The Health and Social Care Partnership co-designed the Family Wellbeing Hub with parents, carers, and 18 partner organisations, including statutory and third sector services. The Family Wellbeing Hub offers:

  • A weekly peer support group co-facilitated by Health Improvement, Children 1st, and a trained Parent Carer Peer Support volunteer.

  • Through partnerships with local services and organisations expert-led training and awareness sessions on topics such as self-harm, suicide prevention, neurodiversity, trauma, and online harms.

  • A support pathway beginning with a 1:1 needs assessment, followed by referrals in to appropriate third sector partners for immediate, proactive, tailored support. In reality this means services call the parent referred rather than the parent needing to call a service.
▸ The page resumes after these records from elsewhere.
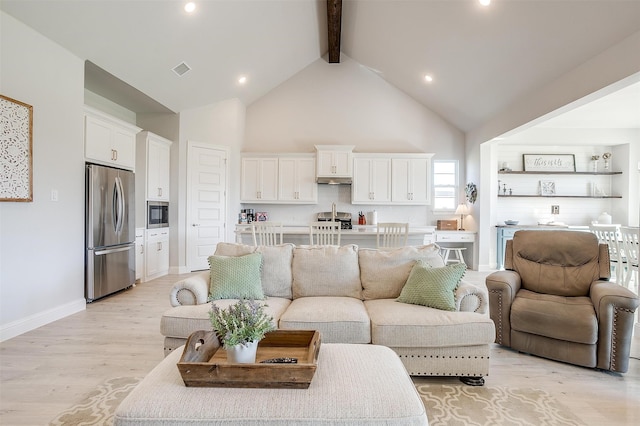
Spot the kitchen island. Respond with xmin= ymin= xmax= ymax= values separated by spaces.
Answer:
xmin=235 ymin=225 xmax=478 ymax=269
xmin=235 ymin=224 xmax=436 ymax=248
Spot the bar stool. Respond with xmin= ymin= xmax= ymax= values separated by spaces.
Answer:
xmin=441 ymin=247 xmax=467 ymax=266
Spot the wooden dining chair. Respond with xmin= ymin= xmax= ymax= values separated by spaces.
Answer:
xmin=376 ymin=222 xmax=409 ymax=249
xmin=251 ymin=221 xmax=283 ymax=246
xmin=620 ymin=226 xmax=639 ymax=289
xmin=309 ymin=221 xmax=341 ymax=245
xmin=589 ymin=224 xmax=625 ymax=284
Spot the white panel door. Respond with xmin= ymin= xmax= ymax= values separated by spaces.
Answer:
xmin=187 ymin=144 xmax=227 ymax=271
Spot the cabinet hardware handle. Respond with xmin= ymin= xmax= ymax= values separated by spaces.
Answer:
xmin=192 ymin=223 xmax=200 ymax=227
xmin=158 ymin=187 xmax=162 ymax=197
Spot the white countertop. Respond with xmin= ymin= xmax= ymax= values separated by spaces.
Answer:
xmin=235 ymin=224 xmax=438 ymax=235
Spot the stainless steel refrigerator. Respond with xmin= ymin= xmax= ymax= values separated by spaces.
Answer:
xmin=85 ymin=163 xmax=135 ymax=302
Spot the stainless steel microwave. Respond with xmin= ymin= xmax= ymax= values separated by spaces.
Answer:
xmin=148 ymin=201 xmax=169 ymax=228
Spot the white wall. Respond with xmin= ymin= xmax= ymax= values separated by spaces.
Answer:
xmin=468 ymin=31 xmax=640 ymax=270
xmin=0 ymin=12 xmax=86 ymax=341
xmin=243 ymin=56 xmax=465 ymax=226
xmin=176 ymin=99 xmax=246 ymax=271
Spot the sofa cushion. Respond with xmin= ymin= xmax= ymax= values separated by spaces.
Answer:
xmin=511 ymin=289 xmax=597 ymax=344
xmin=397 ymin=262 xmax=466 ymax=311
xmin=364 ymin=299 xmax=495 ymax=348
xmin=291 ymin=245 xmax=362 ymax=299
xmin=160 ymin=297 xmax=291 ymax=339
xmin=359 ymin=245 xmax=444 ymax=300
xmin=214 ymin=242 xmax=294 ymax=299
xmin=208 ymin=253 xmax=265 ymax=300
xmin=279 ymin=297 xmax=371 ymax=344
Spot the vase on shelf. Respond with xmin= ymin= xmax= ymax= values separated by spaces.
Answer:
xmin=592 ymin=160 xmax=598 ymax=172
xmin=604 ymin=159 xmax=609 ymax=170
xmin=225 ymin=340 xmax=259 ymax=364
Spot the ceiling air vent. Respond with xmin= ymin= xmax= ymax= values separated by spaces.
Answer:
xmin=172 ymin=62 xmax=191 ymax=77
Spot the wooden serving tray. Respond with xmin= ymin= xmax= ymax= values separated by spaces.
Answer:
xmin=177 ymin=330 xmax=321 ymax=389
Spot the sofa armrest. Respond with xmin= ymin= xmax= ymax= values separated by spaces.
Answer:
xmin=590 ymin=280 xmax=639 ymax=373
xmin=456 ymin=281 xmax=489 ymax=314
xmin=169 ymin=271 xmax=210 ymax=307
xmin=485 ymin=270 xmax=521 ymax=347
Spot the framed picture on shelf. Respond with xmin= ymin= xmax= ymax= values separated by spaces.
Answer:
xmin=523 ymin=154 xmax=575 ymax=172
xmin=540 ymin=180 xmax=556 ymax=196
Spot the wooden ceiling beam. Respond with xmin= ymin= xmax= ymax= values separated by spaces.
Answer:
xmin=327 ymin=0 xmax=342 ymax=63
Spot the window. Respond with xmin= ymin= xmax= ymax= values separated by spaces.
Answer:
xmin=433 ymin=160 xmax=458 ymax=211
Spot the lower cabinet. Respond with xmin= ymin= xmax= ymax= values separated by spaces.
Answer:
xmin=145 ymin=228 xmax=169 ymax=281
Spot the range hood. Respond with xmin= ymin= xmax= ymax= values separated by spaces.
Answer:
xmin=315 ymin=145 xmax=354 ymax=185
xmin=316 ymin=176 xmax=352 ymax=185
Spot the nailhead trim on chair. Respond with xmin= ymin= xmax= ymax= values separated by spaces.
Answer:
xmin=398 ymin=354 xmax=490 ymax=377
xmin=610 ymin=305 xmax=636 ymax=370
xmin=489 ymin=289 xmax=503 ymax=344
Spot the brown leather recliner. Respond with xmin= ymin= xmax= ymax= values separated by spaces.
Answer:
xmin=486 ymin=230 xmax=639 ymax=373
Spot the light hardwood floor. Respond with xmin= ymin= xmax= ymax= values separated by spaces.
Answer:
xmin=1 ymin=271 xmax=639 ymax=425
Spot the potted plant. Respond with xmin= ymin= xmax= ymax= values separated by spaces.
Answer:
xmin=208 ymin=299 xmax=276 ymax=363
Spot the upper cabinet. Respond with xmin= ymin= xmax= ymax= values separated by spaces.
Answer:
xmin=136 ymin=131 xmax=172 ymax=201
xmin=241 ymin=156 xmax=279 ymax=202
xmin=352 ymin=155 xmax=392 ymax=204
xmin=278 ymin=155 xmax=318 ymax=203
xmin=241 ymin=155 xmax=317 ymax=204
xmin=84 ymin=106 xmax=141 ymax=170
xmin=315 ymin=145 xmax=354 ymax=183
xmin=391 ymin=155 xmax=434 ymax=205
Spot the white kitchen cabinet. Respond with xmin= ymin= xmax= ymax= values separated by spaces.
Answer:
xmin=278 ymin=155 xmax=317 ymax=203
xmin=315 ymin=145 xmax=354 ymax=180
xmin=145 ymin=228 xmax=169 ymax=281
xmin=136 ymin=131 xmax=172 ymax=201
xmin=135 ymin=228 xmax=145 ymax=282
xmin=391 ymin=156 xmax=433 ymax=205
xmin=240 ymin=157 xmax=279 ymax=202
xmin=84 ymin=106 xmax=140 ymax=170
xmin=352 ymin=156 xmax=392 ymax=204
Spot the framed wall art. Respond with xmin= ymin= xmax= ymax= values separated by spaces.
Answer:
xmin=539 ymin=180 xmax=556 ymax=196
xmin=523 ymin=154 xmax=575 ymax=172
xmin=1 ymin=94 xmax=33 ymax=202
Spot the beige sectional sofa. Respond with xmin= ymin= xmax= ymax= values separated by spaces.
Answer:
xmin=161 ymin=243 xmax=495 ymax=384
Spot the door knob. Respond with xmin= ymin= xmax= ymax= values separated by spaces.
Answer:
xmin=192 ymin=224 xmax=200 ymax=227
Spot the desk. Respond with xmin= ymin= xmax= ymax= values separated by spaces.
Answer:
xmin=434 ymin=231 xmax=476 ymax=269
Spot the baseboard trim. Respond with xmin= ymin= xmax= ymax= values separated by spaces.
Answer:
xmin=0 ymin=298 xmax=86 ymax=342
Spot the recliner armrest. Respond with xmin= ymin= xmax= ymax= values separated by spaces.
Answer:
xmin=590 ymin=280 xmax=639 ymax=373
xmin=485 ymin=270 xmax=521 ymax=346
xmin=169 ymin=271 xmax=210 ymax=307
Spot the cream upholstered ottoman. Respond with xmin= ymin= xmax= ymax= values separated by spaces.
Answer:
xmin=114 ymin=343 xmax=427 ymax=426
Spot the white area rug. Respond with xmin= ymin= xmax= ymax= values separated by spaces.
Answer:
xmin=416 ymin=383 xmax=584 ymax=426
xmin=49 ymin=377 xmax=140 ymax=426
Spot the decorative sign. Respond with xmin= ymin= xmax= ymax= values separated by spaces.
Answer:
xmin=1 ymin=95 xmax=33 ymax=202
xmin=523 ymin=154 xmax=575 ymax=172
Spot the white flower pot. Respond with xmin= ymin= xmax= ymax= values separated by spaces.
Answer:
xmin=226 ymin=340 xmax=258 ymax=363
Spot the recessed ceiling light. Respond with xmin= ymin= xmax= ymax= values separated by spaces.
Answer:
xmin=238 ymin=76 xmax=247 ymax=84
xmin=184 ymin=2 xmax=196 ymax=13
xmin=424 ymin=75 xmax=434 ymax=83
xmin=479 ymin=0 xmax=491 ymax=6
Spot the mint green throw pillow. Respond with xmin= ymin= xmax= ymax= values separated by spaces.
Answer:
xmin=208 ymin=253 xmax=265 ymax=300
xmin=397 ymin=261 xmax=466 ymax=311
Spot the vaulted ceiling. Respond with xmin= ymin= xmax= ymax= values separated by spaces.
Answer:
xmin=2 ymin=0 xmax=639 ymax=133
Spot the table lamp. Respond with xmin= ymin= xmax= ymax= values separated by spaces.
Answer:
xmin=455 ymin=204 xmax=470 ymax=231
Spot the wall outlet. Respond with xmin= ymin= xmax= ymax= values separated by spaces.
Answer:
xmin=51 ymin=189 xmax=59 ymax=202
xmin=551 ymin=205 xmax=560 ymax=215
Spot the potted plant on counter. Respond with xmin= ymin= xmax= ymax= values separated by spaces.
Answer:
xmin=208 ymin=299 xmax=276 ymax=363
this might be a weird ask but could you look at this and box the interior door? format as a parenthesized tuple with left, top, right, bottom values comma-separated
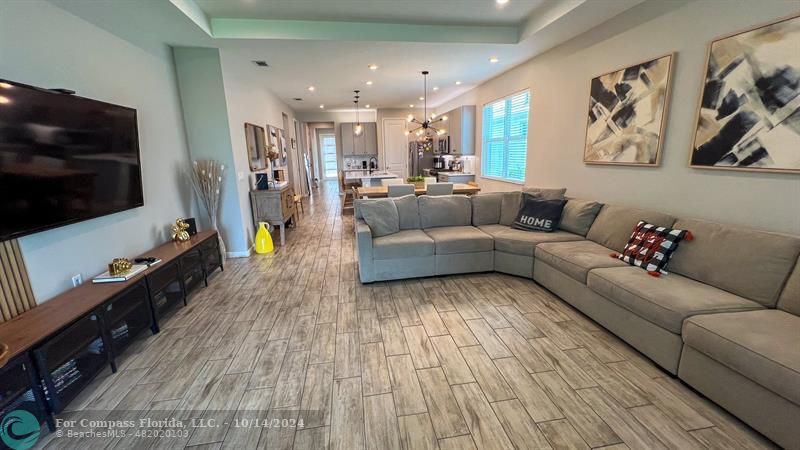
(383, 118, 408, 177)
(319, 133, 338, 180)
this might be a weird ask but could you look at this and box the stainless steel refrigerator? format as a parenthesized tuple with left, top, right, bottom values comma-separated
(408, 138, 434, 177)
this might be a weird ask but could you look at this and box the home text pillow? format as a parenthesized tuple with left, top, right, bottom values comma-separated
(360, 198, 400, 237)
(512, 194, 567, 232)
(613, 221, 693, 276)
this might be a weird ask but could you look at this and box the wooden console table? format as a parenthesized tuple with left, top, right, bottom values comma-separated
(0, 230, 222, 426)
(250, 182, 297, 246)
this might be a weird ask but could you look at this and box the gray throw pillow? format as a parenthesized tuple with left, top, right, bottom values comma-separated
(359, 199, 400, 237)
(523, 186, 567, 200)
(393, 194, 420, 230)
(559, 199, 603, 236)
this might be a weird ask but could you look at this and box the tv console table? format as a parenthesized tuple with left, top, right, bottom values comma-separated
(0, 230, 222, 431)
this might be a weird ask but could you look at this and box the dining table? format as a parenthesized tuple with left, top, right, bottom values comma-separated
(355, 183, 481, 198)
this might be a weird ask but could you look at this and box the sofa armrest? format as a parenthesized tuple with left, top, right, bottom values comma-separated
(355, 219, 374, 282)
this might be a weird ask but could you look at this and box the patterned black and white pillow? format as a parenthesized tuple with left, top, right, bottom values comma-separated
(614, 221, 693, 276)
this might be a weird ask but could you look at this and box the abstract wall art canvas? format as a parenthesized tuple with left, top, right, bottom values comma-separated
(690, 15, 800, 173)
(584, 53, 674, 166)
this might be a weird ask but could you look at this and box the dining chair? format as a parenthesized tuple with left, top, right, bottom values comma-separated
(388, 184, 415, 197)
(426, 182, 454, 196)
(381, 178, 404, 186)
(423, 177, 437, 185)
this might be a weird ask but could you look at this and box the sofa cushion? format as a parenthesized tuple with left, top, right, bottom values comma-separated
(471, 193, 503, 226)
(560, 199, 603, 236)
(669, 218, 800, 308)
(373, 230, 434, 260)
(500, 192, 522, 226)
(535, 240, 627, 283)
(393, 194, 421, 230)
(588, 267, 763, 334)
(419, 195, 472, 228)
(359, 198, 400, 237)
(424, 226, 494, 255)
(683, 310, 800, 406)
(493, 227, 583, 257)
(778, 257, 800, 316)
(522, 186, 567, 200)
(586, 204, 675, 252)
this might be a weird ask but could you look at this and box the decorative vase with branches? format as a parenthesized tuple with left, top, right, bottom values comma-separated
(190, 160, 226, 261)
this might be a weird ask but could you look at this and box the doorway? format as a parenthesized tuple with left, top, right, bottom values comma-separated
(382, 118, 408, 177)
(319, 132, 338, 180)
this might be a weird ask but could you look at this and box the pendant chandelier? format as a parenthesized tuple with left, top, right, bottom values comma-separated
(353, 90, 364, 137)
(405, 70, 446, 140)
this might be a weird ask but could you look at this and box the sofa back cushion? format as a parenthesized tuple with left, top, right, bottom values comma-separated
(471, 193, 503, 226)
(393, 194, 421, 230)
(586, 204, 676, 251)
(419, 195, 472, 228)
(778, 257, 800, 316)
(559, 199, 603, 236)
(522, 186, 567, 200)
(500, 192, 522, 226)
(670, 218, 800, 307)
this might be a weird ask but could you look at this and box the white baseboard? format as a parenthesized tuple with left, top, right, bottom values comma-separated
(226, 249, 252, 258)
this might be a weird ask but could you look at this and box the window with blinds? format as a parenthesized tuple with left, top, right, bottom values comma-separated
(481, 90, 530, 183)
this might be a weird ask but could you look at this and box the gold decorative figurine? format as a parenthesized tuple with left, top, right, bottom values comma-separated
(108, 258, 133, 276)
(171, 218, 191, 242)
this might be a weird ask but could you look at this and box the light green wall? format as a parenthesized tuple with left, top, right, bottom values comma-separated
(173, 47, 249, 254)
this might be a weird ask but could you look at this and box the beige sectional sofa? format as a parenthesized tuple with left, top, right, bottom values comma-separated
(354, 191, 800, 448)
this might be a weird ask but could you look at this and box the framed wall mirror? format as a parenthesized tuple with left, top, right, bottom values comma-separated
(244, 123, 267, 171)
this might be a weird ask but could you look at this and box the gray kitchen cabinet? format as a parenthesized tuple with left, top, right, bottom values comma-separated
(442, 106, 475, 155)
(341, 122, 377, 155)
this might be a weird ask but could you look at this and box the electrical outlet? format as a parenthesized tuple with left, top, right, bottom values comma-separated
(71, 274, 83, 287)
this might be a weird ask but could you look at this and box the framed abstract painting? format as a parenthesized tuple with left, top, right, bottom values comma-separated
(689, 14, 800, 173)
(584, 53, 674, 166)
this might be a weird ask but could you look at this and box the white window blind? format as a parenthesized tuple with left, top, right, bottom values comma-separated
(482, 90, 530, 183)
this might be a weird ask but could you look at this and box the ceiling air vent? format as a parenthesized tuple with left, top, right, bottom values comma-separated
(252, 60, 269, 67)
(293, 98, 303, 101)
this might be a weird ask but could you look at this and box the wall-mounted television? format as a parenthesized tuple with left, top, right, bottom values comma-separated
(0, 79, 144, 241)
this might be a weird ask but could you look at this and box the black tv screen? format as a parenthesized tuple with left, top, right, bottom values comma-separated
(0, 79, 144, 241)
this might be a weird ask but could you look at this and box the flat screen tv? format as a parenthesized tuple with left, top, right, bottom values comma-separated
(0, 79, 144, 241)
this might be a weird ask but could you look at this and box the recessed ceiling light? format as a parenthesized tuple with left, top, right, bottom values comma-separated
(368, 64, 378, 71)
(365, 104, 370, 108)
(319, 104, 325, 109)
(433, 86, 439, 91)
(0, 82, 12, 89)
(366, 81, 373, 85)
(307, 86, 315, 92)
(489, 57, 499, 63)
(455, 81, 462, 85)
(496, 0, 509, 4)
(419, 96, 425, 101)
(409, 104, 415, 108)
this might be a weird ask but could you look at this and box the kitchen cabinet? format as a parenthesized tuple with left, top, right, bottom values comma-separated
(341, 122, 377, 155)
(441, 106, 475, 155)
(438, 173, 475, 183)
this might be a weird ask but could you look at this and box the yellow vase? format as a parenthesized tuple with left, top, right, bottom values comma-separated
(254, 222, 274, 254)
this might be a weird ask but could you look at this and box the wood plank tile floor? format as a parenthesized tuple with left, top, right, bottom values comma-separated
(37, 182, 777, 450)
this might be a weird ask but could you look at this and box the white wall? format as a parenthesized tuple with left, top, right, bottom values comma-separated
(0, 0, 194, 302)
(218, 50, 298, 246)
(438, 0, 800, 235)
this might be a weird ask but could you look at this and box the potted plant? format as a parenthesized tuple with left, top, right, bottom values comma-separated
(406, 176, 425, 188)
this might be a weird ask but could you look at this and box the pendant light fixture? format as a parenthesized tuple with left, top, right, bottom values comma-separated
(405, 71, 446, 140)
(353, 90, 364, 137)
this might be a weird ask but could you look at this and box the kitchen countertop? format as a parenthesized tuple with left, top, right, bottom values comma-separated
(344, 171, 399, 181)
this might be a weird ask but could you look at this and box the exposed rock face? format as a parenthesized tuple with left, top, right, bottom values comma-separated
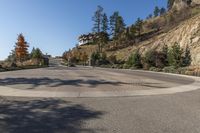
(139, 14, 200, 66)
(172, 0, 200, 10)
(172, 0, 189, 11)
(192, 0, 200, 5)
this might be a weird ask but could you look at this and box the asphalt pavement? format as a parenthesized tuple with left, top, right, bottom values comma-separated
(0, 65, 200, 133)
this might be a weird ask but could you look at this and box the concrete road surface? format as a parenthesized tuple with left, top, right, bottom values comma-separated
(0, 65, 200, 133)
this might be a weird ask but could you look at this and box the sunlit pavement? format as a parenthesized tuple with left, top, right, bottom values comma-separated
(0, 66, 199, 97)
(0, 66, 200, 133)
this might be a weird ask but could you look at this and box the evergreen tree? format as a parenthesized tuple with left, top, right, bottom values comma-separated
(129, 25, 137, 39)
(15, 33, 29, 62)
(127, 50, 142, 68)
(162, 44, 169, 66)
(135, 18, 143, 36)
(7, 49, 16, 62)
(101, 13, 109, 34)
(110, 12, 119, 37)
(146, 14, 153, 19)
(123, 28, 131, 40)
(182, 45, 191, 66)
(154, 6, 160, 17)
(144, 49, 156, 67)
(160, 7, 166, 15)
(92, 5, 104, 33)
(95, 32, 109, 52)
(167, 42, 183, 68)
(30, 47, 36, 58)
(91, 52, 100, 66)
(115, 16, 126, 39)
(109, 12, 125, 39)
(31, 48, 43, 59)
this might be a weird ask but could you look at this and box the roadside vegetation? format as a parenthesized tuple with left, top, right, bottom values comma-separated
(125, 43, 194, 75)
(62, 0, 200, 76)
(0, 34, 49, 72)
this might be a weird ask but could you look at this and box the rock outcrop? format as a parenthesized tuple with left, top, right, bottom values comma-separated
(139, 14, 200, 66)
(172, 0, 200, 10)
(172, 0, 189, 11)
(111, 13, 200, 66)
(192, 0, 200, 5)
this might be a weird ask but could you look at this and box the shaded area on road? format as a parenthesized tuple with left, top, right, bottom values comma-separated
(0, 66, 196, 92)
(0, 77, 168, 90)
(0, 98, 105, 133)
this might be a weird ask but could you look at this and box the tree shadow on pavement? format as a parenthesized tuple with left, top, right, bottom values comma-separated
(0, 98, 105, 133)
(0, 77, 130, 89)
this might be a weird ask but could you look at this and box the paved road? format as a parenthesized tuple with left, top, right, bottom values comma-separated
(0, 66, 198, 97)
(0, 66, 200, 132)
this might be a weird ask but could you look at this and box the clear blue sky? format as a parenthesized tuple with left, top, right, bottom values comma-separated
(0, 0, 167, 60)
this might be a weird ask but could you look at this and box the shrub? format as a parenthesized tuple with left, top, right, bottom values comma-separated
(149, 67, 162, 72)
(101, 52, 107, 61)
(144, 49, 156, 67)
(177, 67, 188, 74)
(123, 63, 131, 69)
(126, 50, 142, 69)
(108, 55, 117, 64)
(99, 52, 109, 65)
(144, 48, 167, 68)
(162, 66, 177, 73)
(149, 67, 156, 71)
(167, 42, 183, 68)
(91, 52, 100, 66)
(142, 63, 150, 70)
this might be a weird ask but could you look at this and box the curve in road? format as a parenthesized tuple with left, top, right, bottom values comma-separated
(0, 66, 199, 98)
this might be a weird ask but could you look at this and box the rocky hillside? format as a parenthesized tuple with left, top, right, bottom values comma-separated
(109, 12, 200, 66)
(68, 1, 200, 67)
(142, 13, 200, 66)
(172, 0, 200, 10)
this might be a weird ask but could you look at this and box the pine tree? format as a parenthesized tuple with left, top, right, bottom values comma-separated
(101, 13, 109, 34)
(30, 47, 36, 58)
(129, 25, 137, 39)
(7, 49, 16, 62)
(160, 7, 166, 15)
(92, 5, 104, 33)
(15, 33, 29, 62)
(182, 45, 191, 66)
(135, 18, 143, 36)
(167, 42, 183, 68)
(110, 12, 119, 37)
(154, 6, 160, 17)
(92, 5, 105, 52)
(162, 44, 169, 66)
(115, 16, 126, 39)
(31, 48, 43, 59)
(146, 14, 153, 19)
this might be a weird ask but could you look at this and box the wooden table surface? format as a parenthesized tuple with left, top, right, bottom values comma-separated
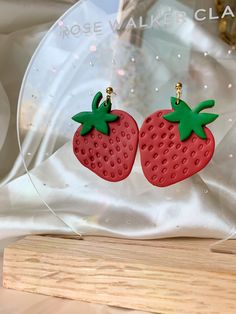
(2, 236, 236, 314)
(0, 237, 148, 314)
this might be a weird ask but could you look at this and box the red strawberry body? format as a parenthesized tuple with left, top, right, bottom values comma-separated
(73, 110, 138, 182)
(139, 109, 215, 187)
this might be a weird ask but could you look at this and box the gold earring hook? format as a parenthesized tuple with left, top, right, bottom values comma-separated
(106, 87, 116, 100)
(175, 82, 182, 104)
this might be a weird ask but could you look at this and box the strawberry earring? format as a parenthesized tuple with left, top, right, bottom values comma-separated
(72, 87, 139, 182)
(139, 83, 219, 187)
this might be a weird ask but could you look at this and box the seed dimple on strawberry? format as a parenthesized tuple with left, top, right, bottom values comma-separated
(72, 91, 138, 182)
(140, 97, 218, 187)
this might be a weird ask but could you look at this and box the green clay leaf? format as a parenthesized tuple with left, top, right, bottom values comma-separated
(170, 97, 192, 113)
(105, 113, 119, 122)
(92, 92, 103, 111)
(80, 123, 93, 136)
(192, 124, 207, 139)
(72, 112, 92, 123)
(163, 98, 218, 141)
(72, 91, 119, 136)
(198, 113, 219, 125)
(163, 111, 182, 122)
(178, 121, 193, 141)
(96, 121, 109, 135)
(193, 100, 215, 114)
(97, 99, 112, 114)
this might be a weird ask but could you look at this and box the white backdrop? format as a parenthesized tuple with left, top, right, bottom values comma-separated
(0, 0, 236, 241)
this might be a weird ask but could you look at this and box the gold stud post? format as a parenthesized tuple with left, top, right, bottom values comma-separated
(106, 87, 116, 103)
(106, 87, 114, 96)
(175, 82, 182, 104)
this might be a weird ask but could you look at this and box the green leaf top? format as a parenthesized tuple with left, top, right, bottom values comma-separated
(163, 97, 218, 141)
(72, 92, 118, 136)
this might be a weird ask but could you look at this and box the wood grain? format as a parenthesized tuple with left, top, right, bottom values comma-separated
(211, 239, 236, 255)
(2, 235, 236, 314)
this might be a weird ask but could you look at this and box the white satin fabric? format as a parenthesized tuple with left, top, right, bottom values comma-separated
(0, 0, 236, 240)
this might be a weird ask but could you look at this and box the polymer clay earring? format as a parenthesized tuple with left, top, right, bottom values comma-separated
(139, 83, 218, 187)
(72, 87, 139, 182)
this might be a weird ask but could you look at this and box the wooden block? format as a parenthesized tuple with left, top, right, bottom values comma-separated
(2, 235, 236, 314)
(211, 239, 236, 255)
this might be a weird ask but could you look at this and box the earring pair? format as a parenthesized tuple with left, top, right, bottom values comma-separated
(72, 84, 218, 187)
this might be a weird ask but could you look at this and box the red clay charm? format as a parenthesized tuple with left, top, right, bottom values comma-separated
(139, 96, 218, 187)
(72, 90, 139, 182)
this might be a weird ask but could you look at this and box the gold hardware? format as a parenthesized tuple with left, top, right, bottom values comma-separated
(106, 87, 116, 103)
(175, 82, 182, 104)
(106, 87, 114, 96)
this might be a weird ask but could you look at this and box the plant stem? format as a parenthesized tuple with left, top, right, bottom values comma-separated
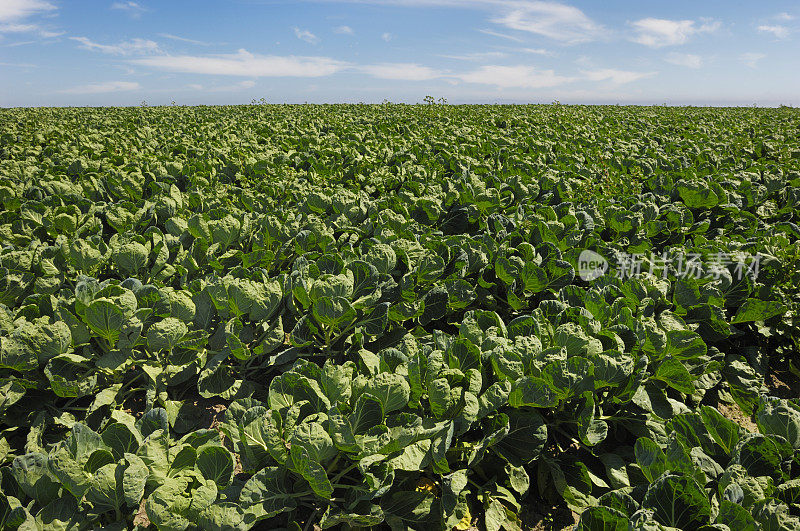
(118, 387, 146, 404)
(330, 462, 357, 484)
(303, 509, 318, 531)
(118, 372, 146, 394)
(325, 454, 341, 475)
(467, 477, 484, 491)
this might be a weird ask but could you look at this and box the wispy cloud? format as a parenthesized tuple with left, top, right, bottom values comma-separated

They addressed risk management collaboratively, ensuring no family falls through service gaps. Their approach is trauma-informed, culturally relevant, and equitable—tailored to the unique needs of each family.

What They Have Learned

On reflecting on this work Glasgow have highlighted the principles of Time, Space, Compassion outlined below as being key:

Accessibility

An open-door policy is in operation at The Hub, allowing parents and carers to self-refer or be referred by partners such as CAMHS, Youth Health Service, and Education. This removes stigma and service barriers. Their welcoming, non-judgemental spaces—whether in-person, online, or by phone—offer flexible support options. The presence of a trained Parent Carer Peer Support volunteer with lived experience had been noted to help build trust and reassurance.

Listening and responding

The Family Wellbeing Hub was co-designed with parents and carers, built on their feedback-such as the inadequacy of being signposted to websites during crisis—and responded by offering direct, face-to-face or phone-based support. It provides practical tools, safety planning (with support from Papyrus), and resilience-building strategies that empower families to manage at home.

Building relationship

The work is rooted in time and compassion, through the offer of space for parents and carers to be heard without expectation or judgement. This fosters trust and connection, both with peers and services. The trauma-informed approach ensures support is delivered in ways that work for each individual.

Making connections

The Family Well-being Hub and its support pathway have strengthened links between statutory and Third Sector services. CAMHS services in some parts of Glasgow now have added time into appointments to ask how the parents/ carers of the child are coping and several services regularly refer families to the Family Well-being Hub, recognising the value of early intervention and wraparound support. This has helped parents and carers feel more confident, less isolated, and better equipped to support their children.

The Impact

For families

Parents and carers report transformational change. They feel more confident, informed, and supported. They’ve learned how to have difficult conversations, implement safety plans, and manage complex needs at home. Peer support has reduced isolation and improved family relationships.

For parents and carers

The project empowers parents and carers to build resilience and reduce reliance on crisis services. One parent, now Scotland’s first trained Parent Carer Peer Support Worker, continues to support others weekly. Parents have also influenced service development, contributed to suicide prevention research, and collaborated with Education to improve support in schools.

For services

Partners such as CAMHS, Youth Health Services and Education now offer enhanced wraparound support, signposting families to early intervention resources. Staff feel more confident supporting parents and carers. The model has influenced service improvement, workforce development, and stronger cross-sector partnerships.

Reflections from members of the Youth Advisory Group on Glasgow’s practice

What they liked:

“The different ways of contacting the service, as some might not be comfortable so it is important to adapt”

“The involvement of lived experience in the implementation and delivery” 

 What they found interesting:

“I really like the multi-agency approach as this ensures that the work reaches a wider audience.”